Pearl Harbor: The Big Lessons Today’s Leaders Need to Learn From History
Brian Slattery, Jacob Jordan
History,
America today may not face the same imminent danger it faced in 1941, but our leaders should still take lessons from the events that preceded Pearl Harbor.
At sunrise on this day in 1941, the Japanese launched a surprise attack on the American Naval base at Pearl Harbor, Hawaii, having sailed across the Pacific Ocean unnoticed. In addition to the 19 ships destroyed, 2,403 American soldiers were killed and 1,178 wounded in the attack.
While this attack was 75 years ago, there are pertinent lessons for today’s leaders to learn from how America handled it.
The Japanese were motivated by many factors in striking the U.S., among them deterring America from intervening in their imperial conquests in the Pacific. Though the Japanese succeeded in temporarily crippling the U.S. Navy, their gamble backfired and inadvertently facilitated America’s rise as a global military power and the defeat of the axis powers.
America responded to the attack quickly and decisively. President Franklin Delano Roosevelt addressed Congress on December 8, calling the attack “a date which will live infamy.” In that speech, he also declared that “all measures be taken for our defense.” The next day, the U.S. Senate voted 82-0 to declare war on Japan, while the House of Representatives approved the resolution 388-1, officially entering the United States into World War II.

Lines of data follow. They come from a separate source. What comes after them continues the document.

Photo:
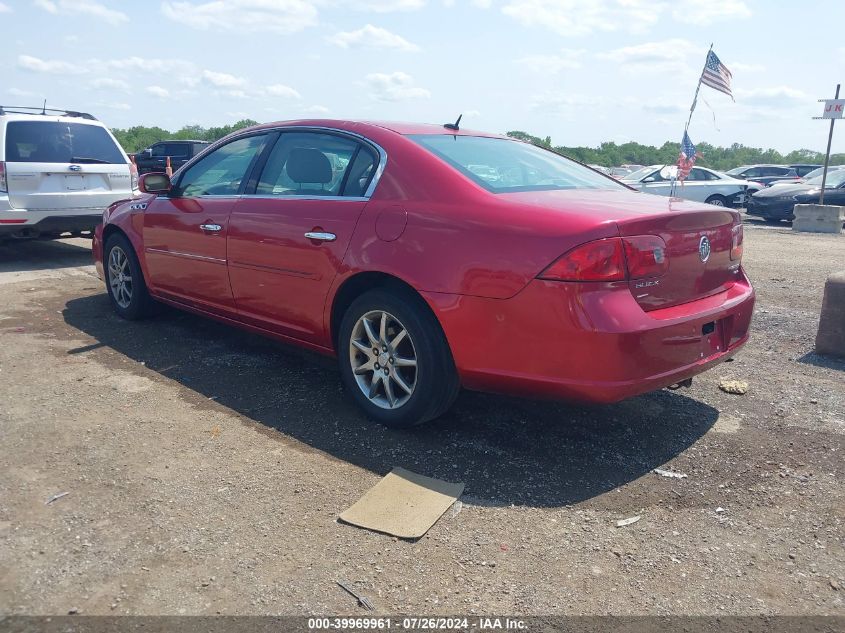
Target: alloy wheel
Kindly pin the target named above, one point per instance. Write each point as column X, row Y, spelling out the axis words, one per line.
column 120, row 277
column 383, row 359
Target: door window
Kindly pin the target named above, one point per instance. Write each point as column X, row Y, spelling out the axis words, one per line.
column 223, row 171
column 316, row 164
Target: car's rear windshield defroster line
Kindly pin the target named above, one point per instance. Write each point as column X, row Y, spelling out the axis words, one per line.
column 502, row 165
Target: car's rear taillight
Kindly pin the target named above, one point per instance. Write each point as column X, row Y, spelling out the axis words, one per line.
column 611, row 259
column 601, row 260
column 736, row 243
column 646, row 256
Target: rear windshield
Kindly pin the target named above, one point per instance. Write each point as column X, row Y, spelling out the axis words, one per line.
column 501, row 165
column 55, row 142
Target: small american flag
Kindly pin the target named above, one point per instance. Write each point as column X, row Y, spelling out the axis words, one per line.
column 716, row 75
column 686, row 158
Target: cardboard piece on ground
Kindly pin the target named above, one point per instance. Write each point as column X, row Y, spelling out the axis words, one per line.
column 403, row 504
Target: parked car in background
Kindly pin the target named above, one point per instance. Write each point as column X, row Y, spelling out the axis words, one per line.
column 813, row 174
column 154, row 158
column 59, row 170
column 778, row 203
column 431, row 248
column 763, row 174
column 702, row 185
column 804, row 169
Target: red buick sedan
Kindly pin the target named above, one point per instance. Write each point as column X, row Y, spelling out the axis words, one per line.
column 428, row 258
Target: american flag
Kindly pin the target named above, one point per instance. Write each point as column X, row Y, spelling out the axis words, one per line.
column 716, row 75
column 686, row 158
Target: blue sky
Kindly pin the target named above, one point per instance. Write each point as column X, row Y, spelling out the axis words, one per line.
column 582, row 72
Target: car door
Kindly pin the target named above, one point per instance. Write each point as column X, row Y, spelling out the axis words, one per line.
column 185, row 231
column 288, row 238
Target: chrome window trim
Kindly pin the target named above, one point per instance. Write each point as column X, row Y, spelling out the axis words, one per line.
column 382, row 156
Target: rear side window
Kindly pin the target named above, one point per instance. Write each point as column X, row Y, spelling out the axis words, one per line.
column 54, row 142
column 501, row 165
column 311, row 164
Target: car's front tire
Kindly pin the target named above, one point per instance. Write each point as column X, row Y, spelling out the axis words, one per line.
column 124, row 279
column 394, row 359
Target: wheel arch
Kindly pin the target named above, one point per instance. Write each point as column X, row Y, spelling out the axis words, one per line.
column 359, row 283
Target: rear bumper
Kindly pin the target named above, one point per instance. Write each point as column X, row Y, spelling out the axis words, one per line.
column 34, row 225
column 589, row 342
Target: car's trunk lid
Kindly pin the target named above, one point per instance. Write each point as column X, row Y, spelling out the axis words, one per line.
column 698, row 248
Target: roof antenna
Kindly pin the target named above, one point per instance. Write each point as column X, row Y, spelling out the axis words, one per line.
column 453, row 126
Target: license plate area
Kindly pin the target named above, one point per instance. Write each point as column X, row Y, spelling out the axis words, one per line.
column 74, row 183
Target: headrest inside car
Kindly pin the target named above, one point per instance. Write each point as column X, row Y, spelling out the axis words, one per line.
column 307, row 165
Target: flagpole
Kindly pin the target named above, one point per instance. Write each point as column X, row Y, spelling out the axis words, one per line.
column 697, row 88
column 692, row 109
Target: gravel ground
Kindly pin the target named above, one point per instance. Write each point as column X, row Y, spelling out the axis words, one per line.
column 205, row 468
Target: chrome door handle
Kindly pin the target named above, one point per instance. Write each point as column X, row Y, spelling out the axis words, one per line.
column 320, row 236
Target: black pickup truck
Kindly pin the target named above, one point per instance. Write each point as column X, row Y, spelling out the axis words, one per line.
column 154, row 158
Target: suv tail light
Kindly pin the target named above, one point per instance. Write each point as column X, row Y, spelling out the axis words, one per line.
column 601, row 260
column 736, row 242
column 611, row 259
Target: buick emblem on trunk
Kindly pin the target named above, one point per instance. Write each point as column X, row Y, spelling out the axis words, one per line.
column 704, row 249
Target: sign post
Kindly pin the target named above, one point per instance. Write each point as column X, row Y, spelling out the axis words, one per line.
column 833, row 109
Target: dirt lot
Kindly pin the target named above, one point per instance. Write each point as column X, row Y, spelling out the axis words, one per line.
column 206, row 468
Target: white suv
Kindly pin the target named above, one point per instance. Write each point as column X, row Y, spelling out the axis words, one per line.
column 59, row 170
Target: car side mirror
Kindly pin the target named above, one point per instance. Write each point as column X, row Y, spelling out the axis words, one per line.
column 154, row 183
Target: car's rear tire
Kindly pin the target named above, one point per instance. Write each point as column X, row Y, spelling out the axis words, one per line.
column 124, row 279
column 394, row 359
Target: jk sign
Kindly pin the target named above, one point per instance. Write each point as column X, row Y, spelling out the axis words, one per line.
column 834, row 109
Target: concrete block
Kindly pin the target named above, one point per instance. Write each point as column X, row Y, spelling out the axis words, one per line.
column 830, row 339
column 818, row 218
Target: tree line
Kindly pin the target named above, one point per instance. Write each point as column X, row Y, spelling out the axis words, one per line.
column 608, row 154
column 719, row 158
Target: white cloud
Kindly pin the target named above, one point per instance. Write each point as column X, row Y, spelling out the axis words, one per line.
column 706, row 12
column 574, row 17
column 371, row 36
column 50, row 66
column 84, row 7
column 114, row 106
column 551, row 64
column 560, row 103
column 280, row 16
column 388, row 6
column 654, row 56
column 17, row 92
column 223, row 80
column 107, row 83
column 775, row 97
column 748, row 68
column 396, row 86
column 281, row 90
column 158, row 91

Hundreds of American men volunteered upon learning this news. Women entered the labor force at unsurpassed levels, not merely to replace the jobs vacated by men at the time, but to do their part to support the war effort—immortalized by the image of “Rosie the Riveter.” In the ensuing months, the country rebuilt its navy, thousands of men enlisted, and America took its first steps in fighting back against the oppressive forces on both sides of the planet.
The war effort displayed the resolve, commitment, and patriotism of the American people, and in the ensuing campaigns of the Pacific our military did not falter amid enormous sacrifices and losses. Ultimately, in both Asia and Europe, America’s commitment and the dedication and heroism of its service members saved the world from tyranny and the destruction of free society.